O motim começou na sexta-feira, após uma briga interna. Os internos se rebelaram contra a qualidade da comida servida e contra a irregularidade das refeições. Eles também pediam a substituição da administração do presídio.
Segundo a mulher de um preso, que preferiu não se identificar, é comum não haver comida para todos os detentos e, em alguns dias, é servida apenas uma refeição. Segundo a secretaria, há cerca de 1.300 pessoas cumprindo pena na cadeia -que tem capacidade para 350 presos.
"Nós reclamamos da comida que nos servem e da falta de medicamentos. Existe gente com HIV aqui dentro que não recebe medicação. Se o governo [estadual] não resolver a situação, podemos continuar matando gente", disse um dos internos do Urso Branco por meio de um telefone celular.
O preso, que não se identificou, disse ainda que "diversas pessoas já cumpriram a pena integralmente". Segundo a assessoria de imprensa da secretaria, "as reclamações não procedem, mas a situação daqueles que, porventura, já tenham cumprido as suas penas será verificada".
Cerca de 170 familiares de presos estavam sendo mantidos dentro do Urso Branco. Segundo a Secretaria da Segurança, eles não são considerados reféns porque se recusaram a deixar o presídio.
Eles seriam mantidos ali para evitar que a Polícia Militar invadisse o local. Cerca de 70 PMs entraram na manhã de ontem em parte da cadeia.
Ainda segundo a secretaria, 160 detentos que estavam sob ameaça de morte por seus colegas foram isolados em uma área administrativa, inacessível aos rebelados.
Segundo o preso que falou com a reportagem, a rebelião começou na sexta-feira, quando dois detentos foram mortos por colegas.
As vítimas, de acordo com a secretaria, eram Jailson Quintino de Lima e Israel Márcio Soares.
Com a deflagração do motim, as reivindicações quanto à comida e aos medicamentos vieram à tona.

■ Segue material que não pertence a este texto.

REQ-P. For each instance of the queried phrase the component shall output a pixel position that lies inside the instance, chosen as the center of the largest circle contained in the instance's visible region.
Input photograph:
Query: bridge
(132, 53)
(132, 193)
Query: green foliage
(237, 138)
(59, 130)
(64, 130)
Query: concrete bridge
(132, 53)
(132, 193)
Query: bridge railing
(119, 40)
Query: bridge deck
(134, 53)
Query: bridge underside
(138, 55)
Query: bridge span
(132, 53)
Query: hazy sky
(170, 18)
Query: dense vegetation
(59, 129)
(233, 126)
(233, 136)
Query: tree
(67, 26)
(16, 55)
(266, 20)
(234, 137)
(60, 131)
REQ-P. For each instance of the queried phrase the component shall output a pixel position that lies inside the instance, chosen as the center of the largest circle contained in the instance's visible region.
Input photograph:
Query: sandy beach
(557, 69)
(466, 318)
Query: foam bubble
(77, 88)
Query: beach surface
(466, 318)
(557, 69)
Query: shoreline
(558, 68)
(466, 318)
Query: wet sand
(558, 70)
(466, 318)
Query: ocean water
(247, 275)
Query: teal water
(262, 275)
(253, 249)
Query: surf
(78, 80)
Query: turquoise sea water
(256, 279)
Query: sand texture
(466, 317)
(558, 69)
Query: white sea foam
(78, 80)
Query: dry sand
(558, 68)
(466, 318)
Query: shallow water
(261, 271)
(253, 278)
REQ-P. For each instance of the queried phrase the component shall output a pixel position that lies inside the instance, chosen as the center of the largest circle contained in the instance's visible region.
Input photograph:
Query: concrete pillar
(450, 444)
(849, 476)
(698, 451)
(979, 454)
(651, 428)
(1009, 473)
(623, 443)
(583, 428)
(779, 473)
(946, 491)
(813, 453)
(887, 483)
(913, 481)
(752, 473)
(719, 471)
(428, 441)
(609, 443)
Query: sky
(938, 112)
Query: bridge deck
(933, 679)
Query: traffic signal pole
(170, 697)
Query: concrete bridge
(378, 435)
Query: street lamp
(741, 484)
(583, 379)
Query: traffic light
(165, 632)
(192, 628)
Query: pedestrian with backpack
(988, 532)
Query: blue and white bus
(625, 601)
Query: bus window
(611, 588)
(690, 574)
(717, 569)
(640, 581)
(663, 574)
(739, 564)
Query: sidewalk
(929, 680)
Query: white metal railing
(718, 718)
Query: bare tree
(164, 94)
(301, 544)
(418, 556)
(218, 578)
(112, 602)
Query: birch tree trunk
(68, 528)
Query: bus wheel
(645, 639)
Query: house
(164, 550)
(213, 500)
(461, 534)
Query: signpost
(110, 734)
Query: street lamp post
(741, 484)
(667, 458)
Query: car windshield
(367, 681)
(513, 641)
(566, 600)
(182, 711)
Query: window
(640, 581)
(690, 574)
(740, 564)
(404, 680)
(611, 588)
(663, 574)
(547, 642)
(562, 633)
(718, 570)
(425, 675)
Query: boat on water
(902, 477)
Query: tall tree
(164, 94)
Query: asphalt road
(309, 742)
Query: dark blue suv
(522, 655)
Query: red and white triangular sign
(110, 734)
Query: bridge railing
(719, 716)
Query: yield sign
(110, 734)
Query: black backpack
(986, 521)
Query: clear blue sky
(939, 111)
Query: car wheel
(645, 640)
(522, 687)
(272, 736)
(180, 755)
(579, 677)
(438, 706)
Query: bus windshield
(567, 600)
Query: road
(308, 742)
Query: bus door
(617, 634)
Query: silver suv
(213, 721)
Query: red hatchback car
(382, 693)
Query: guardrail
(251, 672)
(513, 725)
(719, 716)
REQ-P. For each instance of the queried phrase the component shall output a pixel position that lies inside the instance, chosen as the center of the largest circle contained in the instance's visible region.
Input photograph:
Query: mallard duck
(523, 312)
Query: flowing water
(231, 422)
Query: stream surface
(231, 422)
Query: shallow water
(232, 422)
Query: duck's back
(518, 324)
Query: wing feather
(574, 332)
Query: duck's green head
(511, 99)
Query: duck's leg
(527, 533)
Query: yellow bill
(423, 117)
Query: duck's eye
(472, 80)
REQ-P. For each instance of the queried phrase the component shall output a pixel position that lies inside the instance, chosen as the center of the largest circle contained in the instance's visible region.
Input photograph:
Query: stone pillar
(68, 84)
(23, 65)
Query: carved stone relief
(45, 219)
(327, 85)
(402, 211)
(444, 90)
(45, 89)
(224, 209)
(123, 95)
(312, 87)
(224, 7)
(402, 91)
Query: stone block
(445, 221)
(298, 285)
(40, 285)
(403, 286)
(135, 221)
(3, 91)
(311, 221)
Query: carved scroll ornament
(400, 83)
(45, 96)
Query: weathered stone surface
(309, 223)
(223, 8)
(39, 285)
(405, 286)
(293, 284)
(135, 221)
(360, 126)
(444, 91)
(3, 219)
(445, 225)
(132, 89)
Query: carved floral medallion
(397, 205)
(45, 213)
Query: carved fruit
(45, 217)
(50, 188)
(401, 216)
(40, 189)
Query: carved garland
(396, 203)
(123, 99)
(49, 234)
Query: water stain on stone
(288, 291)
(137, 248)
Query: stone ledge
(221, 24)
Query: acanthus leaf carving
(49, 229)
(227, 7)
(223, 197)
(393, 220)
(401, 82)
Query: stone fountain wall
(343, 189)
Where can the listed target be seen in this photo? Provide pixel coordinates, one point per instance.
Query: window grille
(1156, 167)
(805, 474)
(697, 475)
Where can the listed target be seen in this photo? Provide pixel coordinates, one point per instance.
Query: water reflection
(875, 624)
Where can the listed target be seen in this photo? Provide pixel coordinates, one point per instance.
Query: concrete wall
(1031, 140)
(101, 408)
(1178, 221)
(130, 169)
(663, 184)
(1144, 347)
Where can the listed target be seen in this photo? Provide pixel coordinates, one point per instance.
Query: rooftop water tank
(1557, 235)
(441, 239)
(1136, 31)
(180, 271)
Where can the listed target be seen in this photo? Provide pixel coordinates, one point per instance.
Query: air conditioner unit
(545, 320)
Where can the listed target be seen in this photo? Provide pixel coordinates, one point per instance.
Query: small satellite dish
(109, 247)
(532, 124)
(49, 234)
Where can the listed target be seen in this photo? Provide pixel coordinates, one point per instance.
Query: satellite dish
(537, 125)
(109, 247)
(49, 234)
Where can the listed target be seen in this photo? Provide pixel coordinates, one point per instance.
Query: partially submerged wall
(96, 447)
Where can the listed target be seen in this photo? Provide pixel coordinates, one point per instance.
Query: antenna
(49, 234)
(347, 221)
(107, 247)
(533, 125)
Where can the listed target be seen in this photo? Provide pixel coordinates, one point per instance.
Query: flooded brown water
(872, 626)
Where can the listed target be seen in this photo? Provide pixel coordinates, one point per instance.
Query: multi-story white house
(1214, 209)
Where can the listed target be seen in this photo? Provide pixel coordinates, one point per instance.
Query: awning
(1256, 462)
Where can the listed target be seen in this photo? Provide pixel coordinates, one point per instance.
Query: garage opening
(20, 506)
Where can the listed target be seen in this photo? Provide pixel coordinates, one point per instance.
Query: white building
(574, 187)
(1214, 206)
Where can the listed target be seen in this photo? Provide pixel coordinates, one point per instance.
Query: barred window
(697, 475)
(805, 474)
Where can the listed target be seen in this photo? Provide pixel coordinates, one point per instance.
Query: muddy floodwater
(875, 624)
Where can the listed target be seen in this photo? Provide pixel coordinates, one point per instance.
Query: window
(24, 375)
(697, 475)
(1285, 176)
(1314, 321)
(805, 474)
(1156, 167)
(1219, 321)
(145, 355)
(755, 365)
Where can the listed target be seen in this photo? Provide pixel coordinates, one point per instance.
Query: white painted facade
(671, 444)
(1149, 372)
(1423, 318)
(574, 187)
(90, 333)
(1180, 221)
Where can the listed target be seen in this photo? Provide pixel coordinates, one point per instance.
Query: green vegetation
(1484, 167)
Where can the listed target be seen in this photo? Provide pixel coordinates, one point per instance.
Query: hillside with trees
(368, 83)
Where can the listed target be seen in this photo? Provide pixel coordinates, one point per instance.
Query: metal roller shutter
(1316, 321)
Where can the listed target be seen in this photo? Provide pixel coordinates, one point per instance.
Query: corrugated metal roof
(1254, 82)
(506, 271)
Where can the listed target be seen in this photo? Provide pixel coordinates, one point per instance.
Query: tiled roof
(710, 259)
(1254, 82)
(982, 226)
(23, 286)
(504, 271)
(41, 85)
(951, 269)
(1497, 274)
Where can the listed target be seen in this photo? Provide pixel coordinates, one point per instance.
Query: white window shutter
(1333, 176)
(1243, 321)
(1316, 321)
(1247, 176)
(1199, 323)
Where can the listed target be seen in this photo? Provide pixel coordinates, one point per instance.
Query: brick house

Os detentos do Pavilhão 1 impediram a saída das visitas e tomaram o prédio. Na tarde de domingo, Luciano Teotônio dos Santos, o Pezão, foi morto a pauladas.
O secretário da Segurança Pública, Paulo Roberto Oliveira de Moraes, representantes da OAB (Ordem dos Advogados do Brasil), do Ministério Público Estadual, do Poder Judiciário e da Comissão de Justiça e Paz da Arquidiocese de Porto Velho ficaram reunidos dentro do presídio para negociar o fim da rebelião até as 20h30 (21h30 em Brasília).
Os rebelados exigiam a presença do governador Ivo Cassol (PSDB), que cancelou uma viagem para acompanhar as negociações, mas não foi até o presídio.
O governador atribuiu a rebelião à "superlotação" e à revista realizada pelas autoridades.
Segundo Cassol, metade dos cerca de 4.000 detentos do Estado são presos federais, daí a necessidade de um presídio da União, que ainda não saiu do papel.